Vinícius Garcia fez uma corrida com um motorista russo que só trabalhava acompanhado da mulher (Foto: Arquivo pessoal)

"A gente pediu um Uber normal, e chegaram duas pessoas: o motorista, e uma mulher no banco de trás. A gente falou: 'tem alguém já?'. Ele respondeu: 'não, é a minha esposa'. E tudo pelo Google Tradutor". Vinícius Garcia, empresário de 29 anos, contou que o russo com quem fez a viagem em Samara não trabalhava desacompanhado, sempre aos olhos da esposa.

O brasileiro, que mora em Maringá (PR), contou que fez uma corrida curta, mas que ele e os amigos tinham interesse de fazer, por fora do aplicativo, uma viagem de Samara até Kazan, onde o Brasil enfrentaria a Bélgica - e também onde se despediram da Copa.

Diante da proposta, o russo concordou em levá-los, e garantiu que apareceria sozinho no dia seguinte, para que o grupo tivesse mais espaço para as malas.
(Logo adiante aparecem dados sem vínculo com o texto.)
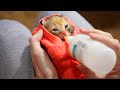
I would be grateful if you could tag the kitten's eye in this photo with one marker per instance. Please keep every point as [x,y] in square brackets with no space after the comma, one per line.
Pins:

Na hora da corrida, a surpresa: “desculpa, ela quis vir. Não me deixou vir sozinho”, lamentou o motorista.

Vinícius e os amigos toparam mesmo assim, e dividiram o carro com a esposa do motorista pelos mais de 350 quilômetros que separam as duas cidades. “Tudo o que a gente falava com ele, a esposa respondia. Quando foi fechar o preço, ela falava: ‘8 mil rublos’. Tudo era ela”, falou o brasileiro que, de ingressos comprados, continua na Copa mesmo sem o Brasil. Para ele, a única esperança é a França não levar o título. “Ver a França campeã de novo não dá”, declarou.